Él mismo (o su álter ego) es un guionista de televisión especialista en culebrones y ha escrito El señor Marx no está en casa, menos para hablar de los Marx que de su mundo, un melodrama como el de cualquier otro padre de familia en un ambiente muy distinto al de Eleanor, de la cual el narrador, como debe de ser, se enamora. No se trata del lánguido crepúsculo victoriano, sino del falso, munífico y petrolero amanecer del chavismo cuyos antecedentes roza Martínez en otra novela (Simpatía por King Kong, de 2013) y la vida imaginada de Eleanor, es un espejo donde el narrador se ve a sí mismo, deformado, intercalando, al de los Marx, su propio melodrama, poniendo, como dijo al respecto de esta novela Carlos Franz, los recursos del culebrón al servicio de la ficción histórica.

Gana la biografía (pues quien desconozca la vida de las hermanas Marx buscará los libros de Yvonne Kapp, Rachel Holmes o de Ronald Florence) y gana la novela pues El señor Marx no está en casa es un ejemplo de verdad novelesca. Cuando aparece el propio Marx, haciéndole una única visita a su hijo ilegítimo, el obrero Freddy Demuth, la escena parece sacada de El mago de Oz o de Alicia a través del espejo y si me apuran hasta de Hardy, gracias, acaso, a la obsesión del narrador por su género, la nada fácil maestranza de contar historias sentimentales mil veces repetidas y obligadas a sorprender a quien se ha dejado vulnerar en ese estado.
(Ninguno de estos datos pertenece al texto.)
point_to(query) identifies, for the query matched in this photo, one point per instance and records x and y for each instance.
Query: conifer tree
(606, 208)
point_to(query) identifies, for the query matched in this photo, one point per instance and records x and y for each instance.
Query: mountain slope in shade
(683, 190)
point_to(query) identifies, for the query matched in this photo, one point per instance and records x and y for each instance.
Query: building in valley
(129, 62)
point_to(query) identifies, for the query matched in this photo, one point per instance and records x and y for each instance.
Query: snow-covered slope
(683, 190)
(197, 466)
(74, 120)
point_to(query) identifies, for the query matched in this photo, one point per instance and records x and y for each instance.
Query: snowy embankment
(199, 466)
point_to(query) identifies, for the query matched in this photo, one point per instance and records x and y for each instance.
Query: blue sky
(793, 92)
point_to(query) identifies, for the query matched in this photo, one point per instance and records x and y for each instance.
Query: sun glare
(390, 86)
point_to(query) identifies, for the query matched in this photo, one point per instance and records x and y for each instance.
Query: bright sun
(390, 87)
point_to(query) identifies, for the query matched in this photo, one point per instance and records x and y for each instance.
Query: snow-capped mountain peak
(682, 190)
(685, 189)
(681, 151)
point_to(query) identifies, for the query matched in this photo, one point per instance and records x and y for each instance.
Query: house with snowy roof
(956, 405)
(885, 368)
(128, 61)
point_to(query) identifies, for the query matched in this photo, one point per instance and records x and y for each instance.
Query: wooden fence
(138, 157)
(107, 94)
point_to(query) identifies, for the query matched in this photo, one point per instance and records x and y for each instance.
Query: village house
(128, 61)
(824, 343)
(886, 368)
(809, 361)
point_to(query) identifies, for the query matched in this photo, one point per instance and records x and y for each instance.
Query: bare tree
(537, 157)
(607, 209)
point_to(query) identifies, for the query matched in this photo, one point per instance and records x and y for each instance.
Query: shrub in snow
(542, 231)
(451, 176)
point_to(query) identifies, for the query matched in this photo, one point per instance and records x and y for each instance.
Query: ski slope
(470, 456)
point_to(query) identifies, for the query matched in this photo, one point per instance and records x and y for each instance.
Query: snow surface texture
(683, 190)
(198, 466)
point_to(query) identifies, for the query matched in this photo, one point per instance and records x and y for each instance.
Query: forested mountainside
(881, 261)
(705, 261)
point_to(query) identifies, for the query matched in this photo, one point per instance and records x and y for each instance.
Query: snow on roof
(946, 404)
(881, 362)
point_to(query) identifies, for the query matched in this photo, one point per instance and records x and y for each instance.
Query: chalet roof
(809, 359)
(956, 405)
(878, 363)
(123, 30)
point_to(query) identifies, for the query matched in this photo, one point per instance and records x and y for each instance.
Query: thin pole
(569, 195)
Y sí como el amorío entre el narrador y Gloria, quien lo planta por su marido enfermo, se frustra por un rato, es el propio Freddy Demuth (materia de varias fantasías literarias, una de ellas del mexicano Mauricio Carrera), quien desenmascara, en la trama adjunta, el misterio en el suicidio de Eleanor Marx. Eso no seré yo quien se lo cuente al lector.
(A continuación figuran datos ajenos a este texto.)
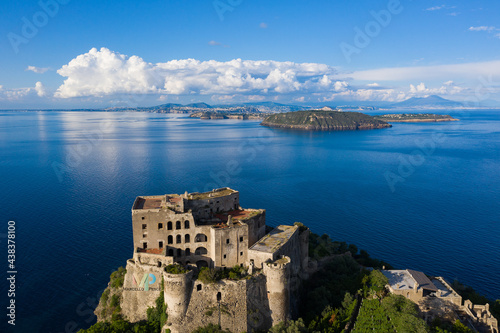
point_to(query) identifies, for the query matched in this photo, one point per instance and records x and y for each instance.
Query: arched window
(200, 238)
(200, 251)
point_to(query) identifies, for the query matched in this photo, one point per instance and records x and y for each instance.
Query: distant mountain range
(418, 103)
(430, 102)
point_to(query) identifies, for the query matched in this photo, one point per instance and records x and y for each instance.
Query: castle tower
(177, 290)
(278, 288)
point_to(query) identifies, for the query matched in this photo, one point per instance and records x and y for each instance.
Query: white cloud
(471, 71)
(483, 28)
(448, 88)
(19, 94)
(104, 72)
(40, 89)
(38, 70)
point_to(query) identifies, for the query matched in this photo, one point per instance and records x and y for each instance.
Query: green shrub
(117, 277)
(115, 301)
(207, 275)
(105, 296)
(175, 269)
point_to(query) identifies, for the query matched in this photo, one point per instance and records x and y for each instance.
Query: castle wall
(177, 291)
(203, 208)
(229, 245)
(256, 228)
(278, 289)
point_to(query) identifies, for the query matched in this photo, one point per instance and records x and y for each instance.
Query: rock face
(318, 120)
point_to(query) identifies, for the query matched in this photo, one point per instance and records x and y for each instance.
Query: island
(319, 120)
(226, 115)
(415, 118)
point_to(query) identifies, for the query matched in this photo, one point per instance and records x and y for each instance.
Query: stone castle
(211, 230)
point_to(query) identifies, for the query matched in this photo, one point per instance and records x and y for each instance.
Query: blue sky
(95, 53)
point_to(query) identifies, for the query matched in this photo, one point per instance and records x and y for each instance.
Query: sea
(422, 196)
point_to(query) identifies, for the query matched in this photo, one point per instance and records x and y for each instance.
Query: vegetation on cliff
(318, 120)
(157, 316)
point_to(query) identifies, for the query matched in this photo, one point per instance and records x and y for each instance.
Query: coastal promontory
(319, 120)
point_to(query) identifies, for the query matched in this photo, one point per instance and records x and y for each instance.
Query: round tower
(278, 288)
(177, 288)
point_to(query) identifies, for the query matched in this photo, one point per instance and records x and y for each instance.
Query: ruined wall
(177, 292)
(278, 289)
(229, 245)
(135, 300)
(203, 208)
(256, 227)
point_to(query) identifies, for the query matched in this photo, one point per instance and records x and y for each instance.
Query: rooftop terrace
(271, 242)
(238, 215)
(148, 202)
(221, 192)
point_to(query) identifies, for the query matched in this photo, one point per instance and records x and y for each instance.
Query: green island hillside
(415, 117)
(318, 120)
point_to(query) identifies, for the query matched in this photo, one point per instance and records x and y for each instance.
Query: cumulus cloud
(482, 28)
(469, 71)
(38, 70)
(40, 89)
(18, 94)
(104, 72)
(448, 88)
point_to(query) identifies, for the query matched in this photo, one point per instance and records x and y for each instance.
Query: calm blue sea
(420, 196)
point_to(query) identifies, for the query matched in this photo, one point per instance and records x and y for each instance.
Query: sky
(85, 54)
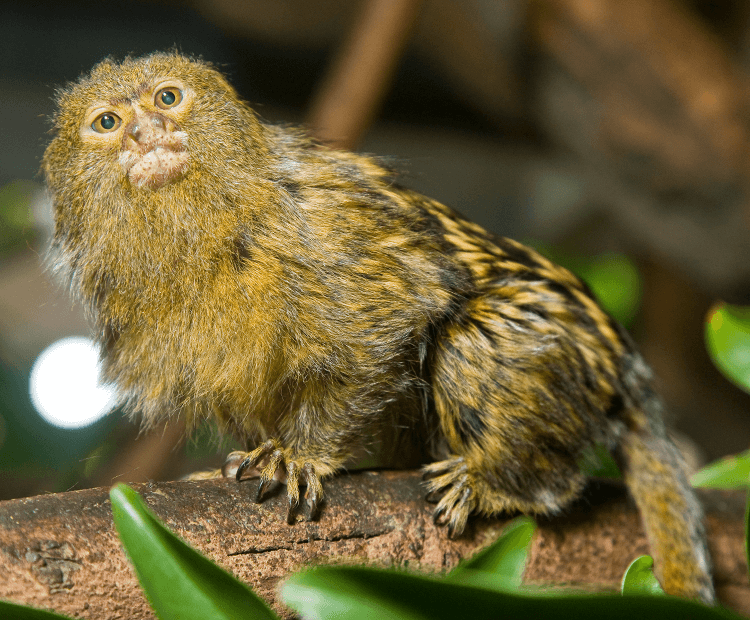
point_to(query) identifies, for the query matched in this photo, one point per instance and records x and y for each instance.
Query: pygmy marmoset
(299, 295)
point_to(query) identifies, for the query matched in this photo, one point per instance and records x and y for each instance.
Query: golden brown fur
(297, 294)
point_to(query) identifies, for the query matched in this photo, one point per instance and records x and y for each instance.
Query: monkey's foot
(451, 481)
(273, 463)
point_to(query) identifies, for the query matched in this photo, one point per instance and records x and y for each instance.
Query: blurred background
(614, 136)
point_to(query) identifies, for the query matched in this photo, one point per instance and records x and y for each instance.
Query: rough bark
(61, 552)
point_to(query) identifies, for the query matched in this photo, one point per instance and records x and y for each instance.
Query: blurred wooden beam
(61, 552)
(358, 79)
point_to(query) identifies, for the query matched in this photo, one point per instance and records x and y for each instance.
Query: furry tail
(654, 473)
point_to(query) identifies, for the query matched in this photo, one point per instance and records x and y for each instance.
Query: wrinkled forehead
(120, 82)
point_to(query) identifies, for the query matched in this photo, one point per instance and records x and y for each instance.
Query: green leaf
(597, 462)
(615, 281)
(11, 611)
(639, 577)
(504, 560)
(728, 342)
(732, 472)
(179, 582)
(355, 593)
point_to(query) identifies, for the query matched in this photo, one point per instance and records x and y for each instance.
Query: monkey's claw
(453, 484)
(272, 463)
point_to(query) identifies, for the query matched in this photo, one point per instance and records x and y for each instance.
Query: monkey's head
(153, 159)
(148, 122)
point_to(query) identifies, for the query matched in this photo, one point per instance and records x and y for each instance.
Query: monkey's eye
(106, 122)
(168, 97)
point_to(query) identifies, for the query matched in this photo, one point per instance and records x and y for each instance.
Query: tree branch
(61, 551)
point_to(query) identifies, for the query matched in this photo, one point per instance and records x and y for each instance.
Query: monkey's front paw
(274, 463)
(451, 481)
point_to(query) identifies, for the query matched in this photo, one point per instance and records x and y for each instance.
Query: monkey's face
(160, 127)
(153, 149)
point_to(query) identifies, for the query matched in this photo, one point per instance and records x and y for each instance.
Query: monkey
(305, 300)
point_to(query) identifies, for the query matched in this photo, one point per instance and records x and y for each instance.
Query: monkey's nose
(143, 128)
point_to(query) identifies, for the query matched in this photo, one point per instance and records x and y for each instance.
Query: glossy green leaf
(355, 593)
(179, 582)
(728, 342)
(639, 577)
(732, 472)
(11, 611)
(504, 560)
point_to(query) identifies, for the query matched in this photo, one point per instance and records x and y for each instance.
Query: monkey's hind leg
(513, 417)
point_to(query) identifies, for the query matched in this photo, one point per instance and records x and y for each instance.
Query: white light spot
(64, 384)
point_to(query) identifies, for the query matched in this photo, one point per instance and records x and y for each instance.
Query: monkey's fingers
(268, 475)
(452, 480)
(314, 493)
(305, 475)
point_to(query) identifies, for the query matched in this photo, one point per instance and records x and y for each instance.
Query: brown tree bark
(61, 552)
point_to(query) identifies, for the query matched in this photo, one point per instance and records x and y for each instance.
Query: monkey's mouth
(154, 163)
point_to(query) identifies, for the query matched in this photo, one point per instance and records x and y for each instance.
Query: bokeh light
(64, 384)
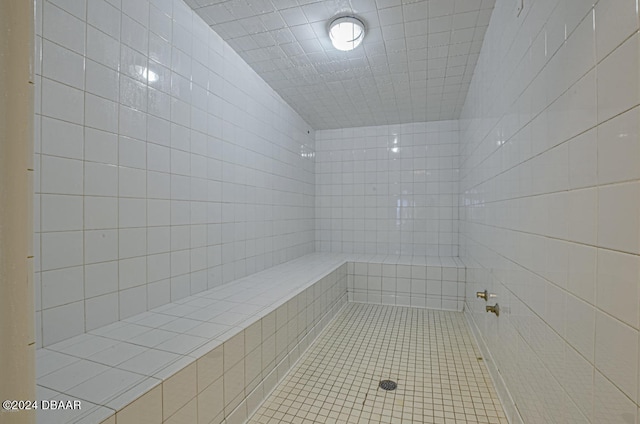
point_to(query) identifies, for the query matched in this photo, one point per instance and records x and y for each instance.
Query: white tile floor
(430, 354)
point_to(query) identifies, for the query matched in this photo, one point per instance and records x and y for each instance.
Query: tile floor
(430, 354)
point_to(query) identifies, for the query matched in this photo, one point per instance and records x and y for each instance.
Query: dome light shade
(346, 33)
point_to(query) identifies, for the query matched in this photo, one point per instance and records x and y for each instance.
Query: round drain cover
(388, 385)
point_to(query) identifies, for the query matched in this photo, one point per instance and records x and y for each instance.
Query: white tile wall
(388, 189)
(436, 283)
(165, 165)
(550, 205)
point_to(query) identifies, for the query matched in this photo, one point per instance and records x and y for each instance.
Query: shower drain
(388, 385)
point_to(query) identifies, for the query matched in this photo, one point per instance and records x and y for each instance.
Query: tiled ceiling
(415, 63)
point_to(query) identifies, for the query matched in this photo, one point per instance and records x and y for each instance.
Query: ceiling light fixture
(346, 32)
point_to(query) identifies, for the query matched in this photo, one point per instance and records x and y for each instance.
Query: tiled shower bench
(214, 356)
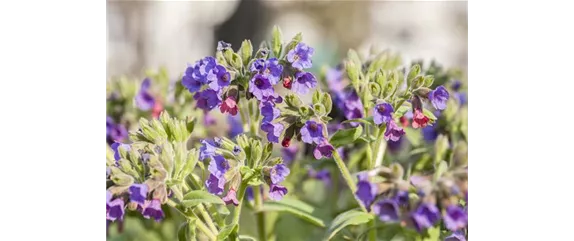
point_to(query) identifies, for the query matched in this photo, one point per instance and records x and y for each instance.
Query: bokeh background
(150, 34)
(141, 35)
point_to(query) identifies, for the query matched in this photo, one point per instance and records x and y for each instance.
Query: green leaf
(415, 71)
(429, 114)
(246, 51)
(186, 231)
(295, 207)
(366, 121)
(246, 238)
(346, 136)
(225, 232)
(352, 217)
(197, 197)
(327, 102)
(276, 41)
(441, 169)
(414, 136)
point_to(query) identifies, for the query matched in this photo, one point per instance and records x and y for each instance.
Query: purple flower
(425, 216)
(208, 120)
(207, 99)
(218, 78)
(231, 198)
(312, 132)
(430, 133)
(223, 46)
(258, 66)
(218, 166)
(335, 79)
(439, 97)
(261, 87)
(383, 113)
(269, 112)
(387, 210)
(115, 132)
(115, 147)
(144, 100)
(393, 132)
(366, 191)
(207, 149)
(273, 131)
(236, 127)
(215, 185)
(249, 193)
(461, 98)
(304, 82)
(455, 218)
(351, 105)
(455, 237)
(395, 146)
(289, 153)
(323, 175)
(402, 198)
(300, 56)
(456, 85)
(196, 75)
(276, 192)
(273, 70)
(278, 173)
(324, 149)
(115, 209)
(138, 193)
(152, 209)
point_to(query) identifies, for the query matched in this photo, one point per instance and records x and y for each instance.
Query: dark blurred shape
(249, 21)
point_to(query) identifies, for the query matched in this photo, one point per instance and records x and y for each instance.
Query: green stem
(347, 176)
(380, 147)
(204, 229)
(237, 210)
(260, 215)
(208, 220)
(200, 225)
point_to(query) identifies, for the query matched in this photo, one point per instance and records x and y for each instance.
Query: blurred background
(153, 34)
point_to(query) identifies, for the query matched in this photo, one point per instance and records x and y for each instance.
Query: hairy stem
(347, 176)
(260, 215)
(208, 220)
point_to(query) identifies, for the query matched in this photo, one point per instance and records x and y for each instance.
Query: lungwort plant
(285, 132)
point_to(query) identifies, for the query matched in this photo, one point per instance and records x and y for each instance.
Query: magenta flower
(261, 87)
(393, 132)
(439, 97)
(152, 209)
(138, 193)
(269, 112)
(312, 132)
(300, 56)
(383, 113)
(273, 131)
(218, 78)
(215, 184)
(387, 210)
(231, 198)
(144, 100)
(324, 149)
(455, 218)
(304, 82)
(276, 192)
(278, 173)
Ibsen Martínez, actualmente exiliado en Bogotá, perseguido por la dictadura venezolana, se rehusó a la treta romántica de hacer fogatas sobre héroes y tumbas. Bebió de la historia, ese pozo sin fondo, para mirarse en su debilidad y en su fortaleza. A diferencia de su Marx, a Ibsen Martínez (Caracas, 1951), no le irrita que aguarden por él en el anden de una estación de tren.